Conceptual work created by Italian artist Maurizio Cattelan was sold at auction in New York last week
Conceptual work created by Italian artist Maurizio Cattelan was sold at auction in New York last week
The cryptocurrency entrepreneur Justin Sun has fulfilled a promise he made after spending $6.2m (£4.88m) on an artwork featuring a banana duct-taped to a wall – by eating the fruit.
At one of Hong Kong’s priciest hotels, Sun, 34, chomped down on the banana in front of dozens of journalists and influencers after giving a speech hailing the work as “iconic” and drew parallels between conceptual art and cryptocurrency.
“It’s much better than other bananas,” Sun, who was born in China, said after getting his first taste. “It’s really quite good.”
People living in the streets, going to bed / waking up hungry, or on the verge of bankruptcy from medical bills. Should I do something about that or should I spend $6.2 million on a banana that was duct-taped to a wall and deemed "art"?
It's easy to say this but why are you buying a video game instead of buying someone food? Why are you driving an expensive car?
Yes there are problems in the world that "can be solved by money" but picking and choosing which transactions are wrong isn't the way to go about it.
Our economic system doesn't allocate resources according to need, that's not the fault of these two individuals. Direct your energy toward changing the system.
Gentle reminder that you cannot make money in crypto unless someone else loses money. It’s not entrepreneurship. At best, it’s scam artistry, at worst fraud or theft.
To some extent. Speculation on the stock market used to be illegal until the 80’s, meaning that investments had to be based on a company’s tangible performance. Companies are not ephemeral, like crypto, but represent real people doing real work. So the stock market is not a zero-sum game (like musical chairs).
Crypto is fundamentally different. Bitcoins have no utility. They don’t “do” anything (except consume ungodly amounts of power to no discernible end).
Let me put it this way: if Microsoft died tomorrow, some would chortle with secret delight, but the truth is that a lot of our infrastructure would need to be rebuilt from scratch — hundreds of thousands of jobs lost, computer networks, servers, websites, gaming and cloud ecosystems would be decimated. Something like 25% of the internet would be down.
If bitcoin disappeared tomorrow nothing would happen, because bitcoin isn’t real. It does nothing and represents nothing. It’s a distillation of the most purified nothing that ever was. If bitcoin vanished that would be a boost for the environment and a boost for the economy (as people stop pissing away money by buying literal nothing).
Yes, if you consider paying for service to be losing money. If you invest in a company and it succeeds, you earn a portion of the money (in exchange to providing some up-front). In theory, this is a win-win-win situation: the investor gets a return, the company gets capital to get things going, customers get a new product/service provider.
That said, things like stock trading, especially high-frequency trading, do seem to function in this way.
Currency yes, but value no. In fact that’s part of why you can’t set currency at a set number of dollars per person. If you did that currency would deflate
I wouldn't blame anyone for selling this as an art piece tbh. If people have too much to throw away? If someone told me I could like glue an apple to a painting and get crazy cash for it I'd do it in an instant
Honestly, there are so many things to be mad at Justin Sun for, but this is a tempest in a tea cup.

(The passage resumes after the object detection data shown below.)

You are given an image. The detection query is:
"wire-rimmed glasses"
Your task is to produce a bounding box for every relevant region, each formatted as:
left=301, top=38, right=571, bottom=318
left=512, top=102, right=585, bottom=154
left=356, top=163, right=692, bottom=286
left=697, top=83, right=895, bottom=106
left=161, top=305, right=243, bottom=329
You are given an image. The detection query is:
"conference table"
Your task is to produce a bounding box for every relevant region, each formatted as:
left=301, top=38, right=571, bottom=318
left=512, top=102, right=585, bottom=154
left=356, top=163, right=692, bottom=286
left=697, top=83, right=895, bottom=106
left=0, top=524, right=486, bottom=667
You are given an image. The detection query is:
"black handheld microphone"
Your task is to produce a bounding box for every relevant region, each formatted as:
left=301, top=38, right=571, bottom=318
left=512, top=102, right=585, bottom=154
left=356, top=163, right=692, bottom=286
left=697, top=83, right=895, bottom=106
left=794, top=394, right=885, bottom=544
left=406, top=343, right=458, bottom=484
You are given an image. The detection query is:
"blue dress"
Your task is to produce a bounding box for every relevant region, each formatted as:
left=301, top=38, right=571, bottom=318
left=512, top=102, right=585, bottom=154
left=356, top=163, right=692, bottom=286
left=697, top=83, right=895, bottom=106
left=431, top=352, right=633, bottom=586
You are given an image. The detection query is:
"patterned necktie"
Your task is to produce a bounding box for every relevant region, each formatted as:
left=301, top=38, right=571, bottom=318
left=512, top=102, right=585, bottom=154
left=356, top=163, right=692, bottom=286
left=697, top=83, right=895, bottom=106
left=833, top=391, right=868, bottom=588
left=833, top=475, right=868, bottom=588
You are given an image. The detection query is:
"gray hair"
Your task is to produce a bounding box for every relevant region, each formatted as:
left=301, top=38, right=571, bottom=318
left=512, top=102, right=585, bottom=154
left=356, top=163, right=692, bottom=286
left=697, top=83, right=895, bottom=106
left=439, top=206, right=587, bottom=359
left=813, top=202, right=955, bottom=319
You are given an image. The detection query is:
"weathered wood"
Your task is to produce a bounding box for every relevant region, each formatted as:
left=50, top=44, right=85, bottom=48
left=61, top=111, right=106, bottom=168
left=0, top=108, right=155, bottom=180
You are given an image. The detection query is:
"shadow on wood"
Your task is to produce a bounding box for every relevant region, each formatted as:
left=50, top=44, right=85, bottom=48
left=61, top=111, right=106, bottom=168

The artwork itself was intended to be ephemeral. The banana inevitably rots. Eating it is, arguably, participating in the artist's intent. The work was itself a play on the insanity of the high art world. Buying a piece of art just to destroy it is a perfect way to engage with that.
And the artist got paid. A creative person doing creative work made money in a world where so much creativity is being ground down to dust or offloaded to machines.
I'd rather focus on being mad at Jeff Bezos, Elon Musk and all the other billionaires. This is a million miles from being the real problem.
And now we know why people should not have that much money. When you can throw away enough money to change thousands of lives for the better the system is broken.
"The artwork owner is given a certificate of authenticity that it was created by Cattelan, as well as instructions about how to replace the fruit when it turned bad."
Kinda unbelievable, I assume it's just to take the tape off and slap it on a new banana
I see various people commenting that while this guy paid 6.2M USD on a single banana, a lot of us are struggling to make ends meet. That's exactly the point. Capitalism makes us miserable to afford behaviors like this everyday. I think the artist of this work ( not the idiot that bought the banana) is showing us very clearly how we're being explored.
He didn't buy a banana, well, I mean, he did, but it was the certificates saying this banana is "Comedian" that were worthwhile. The bananas are exchanged when they go rotten anyways. This isn't a five year old banana.
There is not a single thing about this that isn't moronic. Calling the banana art, buying it for millions, or eating it to show off.
Apparently moronic is considered art.